Now those kids are out and about in the world, their siblings are in school, and they are being exposed to the viruses without their own natural defense and getting very sick, Qazi said.

“So that is what happened, and [RSV] just kind of now has become a summer bug for us,” Qazi said.

Qazi said she has been working in pediatrics for “a long time” and she “never saw summer RSV.”

Because of the abnormal pattern in these illnesses, Qazi now tests children with a “triple swab,” which swabs the baby’s nose for COVID-19, influenza and RSV. But sometimes even those three illnesses come back negative and the baby is just sick with a common cold virus or the rhinovirus.

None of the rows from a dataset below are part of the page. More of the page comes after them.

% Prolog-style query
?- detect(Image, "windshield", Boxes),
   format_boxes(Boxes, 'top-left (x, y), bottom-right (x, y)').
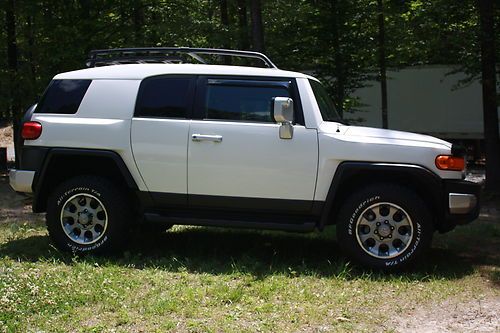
top-left (309, 80), bottom-right (342, 122)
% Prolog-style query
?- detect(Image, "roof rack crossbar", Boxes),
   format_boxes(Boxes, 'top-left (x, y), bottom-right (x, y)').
top-left (86, 47), bottom-right (277, 69)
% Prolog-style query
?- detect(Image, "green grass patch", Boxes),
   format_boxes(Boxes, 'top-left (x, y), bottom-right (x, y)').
top-left (0, 217), bottom-right (500, 332)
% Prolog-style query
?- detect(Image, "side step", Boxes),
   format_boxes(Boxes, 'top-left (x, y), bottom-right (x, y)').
top-left (144, 213), bottom-right (316, 232)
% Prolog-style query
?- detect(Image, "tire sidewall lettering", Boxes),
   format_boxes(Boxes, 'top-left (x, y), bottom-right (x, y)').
top-left (57, 187), bottom-right (101, 206)
top-left (347, 195), bottom-right (380, 236)
top-left (56, 186), bottom-right (108, 252)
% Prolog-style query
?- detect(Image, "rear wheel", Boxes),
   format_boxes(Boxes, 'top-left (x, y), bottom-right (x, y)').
top-left (47, 176), bottom-right (132, 253)
top-left (337, 184), bottom-right (434, 268)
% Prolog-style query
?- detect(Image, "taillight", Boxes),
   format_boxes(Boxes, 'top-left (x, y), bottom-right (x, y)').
top-left (21, 121), bottom-right (42, 140)
top-left (436, 155), bottom-right (465, 171)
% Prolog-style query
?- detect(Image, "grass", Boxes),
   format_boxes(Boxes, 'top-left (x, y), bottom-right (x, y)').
top-left (0, 185), bottom-right (500, 332)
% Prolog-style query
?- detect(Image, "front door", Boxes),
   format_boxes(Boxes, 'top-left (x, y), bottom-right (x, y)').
top-left (187, 78), bottom-right (318, 212)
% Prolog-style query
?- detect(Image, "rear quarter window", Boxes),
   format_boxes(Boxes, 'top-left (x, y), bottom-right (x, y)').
top-left (35, 80), bottom-right (92, 114)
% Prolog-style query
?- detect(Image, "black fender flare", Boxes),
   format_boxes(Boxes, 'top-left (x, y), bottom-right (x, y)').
top-left (33, 148), bottom-right (138, 212)
top-left (318, 162), bottom-right (444, 229)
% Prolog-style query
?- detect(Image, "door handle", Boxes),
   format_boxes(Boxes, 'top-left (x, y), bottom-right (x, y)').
top-left (191, 134), bottom-right (222, 142)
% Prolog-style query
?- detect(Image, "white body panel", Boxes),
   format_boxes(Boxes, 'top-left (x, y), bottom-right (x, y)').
top-left (131, 118), bottom-right (190, 194)
top-left (25, 80), bottom-right (147, 191)
top-left (188, 120), bottom-right (318, 200)
top-left (21, 64), bottom-right (461, 201)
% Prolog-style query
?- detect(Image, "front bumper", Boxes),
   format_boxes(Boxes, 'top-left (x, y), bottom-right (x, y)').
top-left (440, 179), bottom-right (481, 232)
top-left (9, 169), bottom-right (35, 193)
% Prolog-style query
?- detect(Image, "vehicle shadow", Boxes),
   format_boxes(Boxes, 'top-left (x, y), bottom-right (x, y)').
top-left (0, 224), bottom-right (492, 281)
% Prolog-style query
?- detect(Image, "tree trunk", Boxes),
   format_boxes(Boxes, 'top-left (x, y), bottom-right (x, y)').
top-left (331, 0), bottom-right (345, 117)
top-left (377, 0), bottom-right (389, 128)
top-left (478, 0), bottom-right (500, 192)
top-left (220, 0), bottom-right (231, 65)
top-left (238, 0), bottom-right (250, 50)
top-left (250, 0), bottom-right (264, 52)
top-left (133, 0), bottom-right (145, 46)
top-left (5, 0), bottom-right (22, 168)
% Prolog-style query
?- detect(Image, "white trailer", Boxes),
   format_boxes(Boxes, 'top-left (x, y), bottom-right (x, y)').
top-left (350, 66), bottom-right (498, 143)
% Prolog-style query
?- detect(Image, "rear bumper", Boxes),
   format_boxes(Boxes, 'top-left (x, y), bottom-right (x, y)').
top-left (9, 169), bottom-right (35, 193)
top-left (440, 180), bottom-right (481, 232)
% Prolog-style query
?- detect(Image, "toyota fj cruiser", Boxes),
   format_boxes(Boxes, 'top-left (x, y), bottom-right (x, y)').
top-left (10, 48), bottom-right (479, 268)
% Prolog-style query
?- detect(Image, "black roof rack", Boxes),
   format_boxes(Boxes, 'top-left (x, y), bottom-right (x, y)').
top-left (86, 47), bottom-right (278, 69)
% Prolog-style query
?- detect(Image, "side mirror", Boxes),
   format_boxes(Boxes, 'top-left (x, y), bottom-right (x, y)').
top-left (273, 97), bottom-right (294, 139)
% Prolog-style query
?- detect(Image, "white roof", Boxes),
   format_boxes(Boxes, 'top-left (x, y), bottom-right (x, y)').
top-left (54, 64), bottom-right (310, 80)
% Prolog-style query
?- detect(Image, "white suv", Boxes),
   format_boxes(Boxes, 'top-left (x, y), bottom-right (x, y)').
top-left (10, 48), bottom-right (480, 268)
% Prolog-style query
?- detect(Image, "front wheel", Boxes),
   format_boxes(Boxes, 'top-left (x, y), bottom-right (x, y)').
top-left (46, 176), bottom-right (132, 253)
top-left (337, 184), bottom-right (434, 268)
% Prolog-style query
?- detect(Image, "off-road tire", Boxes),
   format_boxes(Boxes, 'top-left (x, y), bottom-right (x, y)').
top-left (46, 176), bottom-right (133, 254)
top-left (337, 183), bottom-right (434, 269)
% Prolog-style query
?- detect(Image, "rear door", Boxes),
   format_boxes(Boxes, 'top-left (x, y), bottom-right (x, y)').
top-left (187, 77), bottom-right (318, 212)
top-left (131, 75), bottom-right (196, 205)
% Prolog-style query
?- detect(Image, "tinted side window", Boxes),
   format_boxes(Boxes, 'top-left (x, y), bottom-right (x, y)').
top-left (205, 80), bottom-right (290, 122)
top-left (309, 80), bottom-right (341, 121)
top-left (135, 77), bottom-right (194, 118)
top-left (35, 80), bottom-right (92, 114)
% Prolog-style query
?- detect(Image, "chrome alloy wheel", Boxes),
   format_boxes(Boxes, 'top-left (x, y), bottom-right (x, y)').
top-left (356, 202), bottom-right (413, 259)
top-left (60, 193), bottom-right (108, 245)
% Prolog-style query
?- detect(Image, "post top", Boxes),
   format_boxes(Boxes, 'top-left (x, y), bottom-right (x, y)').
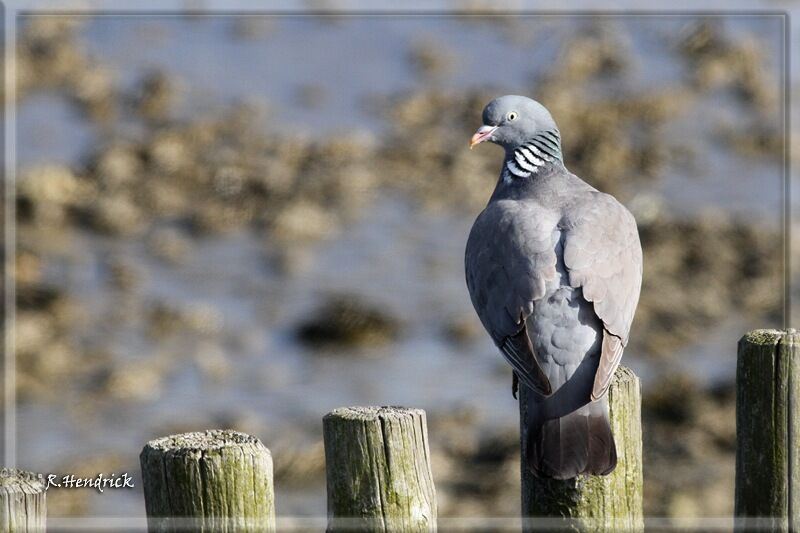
top-left (611, 365), bottom-right (639, 384)
top-left (145, 429), bottom-right (266, 451)
top-left (0, 468), bottom-right (45, 494)
top-left (325, 406), bottom-right (425, 420)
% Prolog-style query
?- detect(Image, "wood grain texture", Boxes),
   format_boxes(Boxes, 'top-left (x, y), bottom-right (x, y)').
top-left (139, 430), bottom-right (275, 532)
top-left (520, 366), bottom-right (644, 531)
top-left (0, 468), bottom-right (47, 532)
top-left (323, 407), bottom-right (436, 531)
top-left (734, 329), bottom-right (800, 531)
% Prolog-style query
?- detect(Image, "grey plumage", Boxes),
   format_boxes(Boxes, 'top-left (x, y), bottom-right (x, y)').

Signs that it is time to take a child to the emergency department include if they stop eating. This typically happens because the infant cannot breathe, she said, adding RSV typically peaks about the fourth day. Qazi also encourages parents who may be concerned their child is getting sicker to first call or request an online appointment with their pediatrician.

McHenry County isn’t out of the woods when it comes to viruses of any kind, be it COVID-19, influenza or RSV, both Qazi and Rudd said.

“The future is unsure,” Rudd said. “The only thing I can say is we will be ready for whatever comes down the road. We just expect the unexpected. That is what we do. We are just hoping from our standpoint that we have things in place.”